Aims: The aim was to describe the clinicopathological characteristics of prostate cancer and the primary treatment modality in a cohort of patients seen in a urology unit of Sri Lanka.
Materials and Methods: Data were collected prospectively from all patients with newly diagnosed prostate cancer and managed in a urology unit in Sri Lanka from January 2010 to December 2013. Patient's age, clinical presentation, prostate specific antigen (PSA) level, mode of diagnosis, Gleason sum score, stage of the disease and main modality of treatment were recorded and analyzed.
Results: There were 278 cases of histologically proven prostate cancer. Mean patient age was 70.5 years. About 50% presented with lower urinary tract symptoms. Only 2% were screening detected cases. Five (2%) patients had a first-degree relative who had prostate cancer. About 81% of patients had a serum PSA above 20 ng/ml. Gleason sum score was 8 or more in 44% of patients. Metastases were found at the time of diagnosis in 60% of patients. Forty-eight patients underwent radical radiotherapy, while seven patients had radical prostatectomy. Most (94%) of the 203 patients who required androgen deprivation therapy had surgical orchiectomy.
Conclusions: Sri Lankans appear to be having a low incidence of prostate cancer, but a larger proportion of high-grade cancers in comparison to the UK and USA. Although genetic differences may exist, a dietary or an environmental factor is more likely to be the cause for these changes. The protective effect of this factor appears to wane as South Asians emigrate and live in UK and USA.

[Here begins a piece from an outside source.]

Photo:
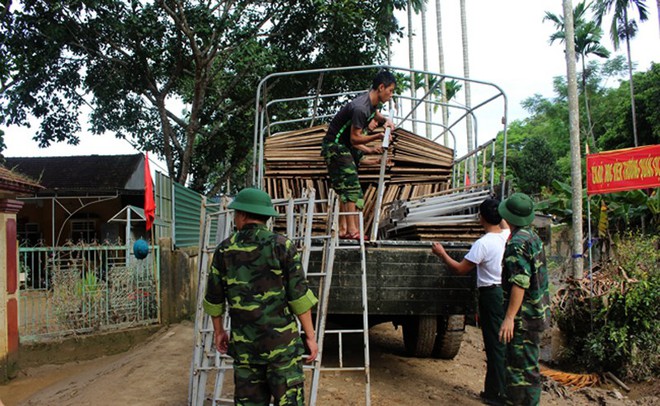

Keywords: Clinical profile, pathological characteristics, prostate carcinoma, South Asia

How to cite this article:
Abeygunasekera AM, Wijayarathna SN, de Silva K, Gobi U, Swarna S, Sujeeva W. Clinicopathological characteristics and primary treatment of prostate cancer in a urology unit of Sri Lanka. J Can Res Ther 2015;11:780-5

How to cite this URL:
Abeygunasekera AM, Wijayarathna SN, de Silva K, Gobi U, Swarna S, Sujeeva W. Clinicopathological characteristics and primary treatment of prostate cancer in a urology unit of Sri Lanka. J Can Res Ther [serial online] 2015 [cited 2020 Jul 5];11:780-5. Available from: http://www.cancerjournal.net/text.asp?2015/11/4/780/140839

 > Introduction Top

Sri Lanka is an Island nation in South Asia the others being India, Pakistan, Bangladesh, Nepal, Bhutan and Maldives. Twenty-three urological surgeons serve the country's population of 20 million. Therefore, a significant proportion of urological surgical work in Sri Lanka is handled by general surgeons too. Though Sri Lanka is a developing country with a budgetary allocation of 3.5% of the gross domestic product for health (82 US$/person annually), for several decades Sri Lanka has shown better health outcomes compared to countries with similar income levels. [1] Yet there are deficiencies and hiatuses in the Sri Lankan health system which needs identification and rectification.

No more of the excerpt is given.